Let $X$ and $Y$ be independent random variables, having the same probability mass function

$$p_{X}(k) = p_{Y}(k) = p(1-p)^{k-1}, k = 1,2,...$$

1. Find the probability mass function of $X + Y$.
2. Compute $E[X + Y]$

My approach to 1:

$p_{X+Y}(k) = P(X + Y = k) = P(X = 0, Y = k) + P(X = 1, Y = k-1) + ... + P(X = k, Y = 0) = \sum_{i=0}^k p_{X}(i)p_{Y}(k-i) = \sum_{i=0}^k p(1-p)^{i-1}p(1-p)^{k-i-1} = \sum_{i=0}^k p^{2}(1-p)^{k-2} = kp^{2}(1-p)^{k-2}$.

Does this look correct? This is from an old exam and there is no answer key.

2:

$E[X+Y] = \displaystyle \sum_{k \in \mathbb{N}} kP(X+Y = k) = \sum_{k \in \mathbb{N}} k^{2}p^{2}(1-p)^{k-2}$ is as far as I got. Don't know if this is right and where to go from here.

Answer 1

1. Your approach is correct, but note that the support for $X,Y$'s distributions are non-zero natural numbers, and so the support for their sum's distribution shall be natural numbers of at least 2. Adjustments must be made to the bounds for your series. $$\begin{align}\mathsf P(X+Y=k) ~&=~ \mathbf 1_{k\in[[2;\infty)]}\sum_{j=1}^{k-1} \mathsf P(X=j)\,\mathsf P(Y=k-j)\\[1ex]&=~ \mathbf 1_{k\in[[2;\infty)]}\sum_{j=1}^{k-1}p^2(1-p)^{j-1+k-j-1}\\[1ex]&=~ p^2\mathbf 1_{k\in[[2;\infty)]}\sum_{j=1}^{k-1}(1-p)^{k-2}\\[1ex]&=~ (k-1)p^2(1-p)^{k-2}\mathbf 1_{k\in[[2;\infty)]}\end{align}$$

Alternatively: $X,Y$ are each the count for trials until the first success in independent sequences of Bernoulli trials with identical success rate $p$. Their sum is thus the count for trials until the second success in such a sequence of trials.

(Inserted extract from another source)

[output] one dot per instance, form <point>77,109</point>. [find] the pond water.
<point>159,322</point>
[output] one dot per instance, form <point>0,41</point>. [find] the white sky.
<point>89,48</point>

We thus may evaluate the probability for a sequence of exactly $1$ successes among $k-1$ trials and then a subsequent success, to obtain the above probability mass function.

2. Well you could try to find a closed form for the expectation using that pmf, but the Linearity of Expectation would be more helpful ... if you know the expectation for a 1-Shifted Geometric Distributed Random Variable. $$\mathsf E(X)=1/p$$

Answer 2

Answer to Question 1 - have a look at the answers to this question: How to compute the sum of random variables of geometric distribution

Answer to Question 2 - For $X$ and $Y$ being random variables, $E(X+Y) = E(X)+E(Y)$. This is always true, even when $X$ and $Y$ are not independent, given the expected values exist. And they do exist in the case of $X$ and $Y$ having a geometric probability mass function (PMF).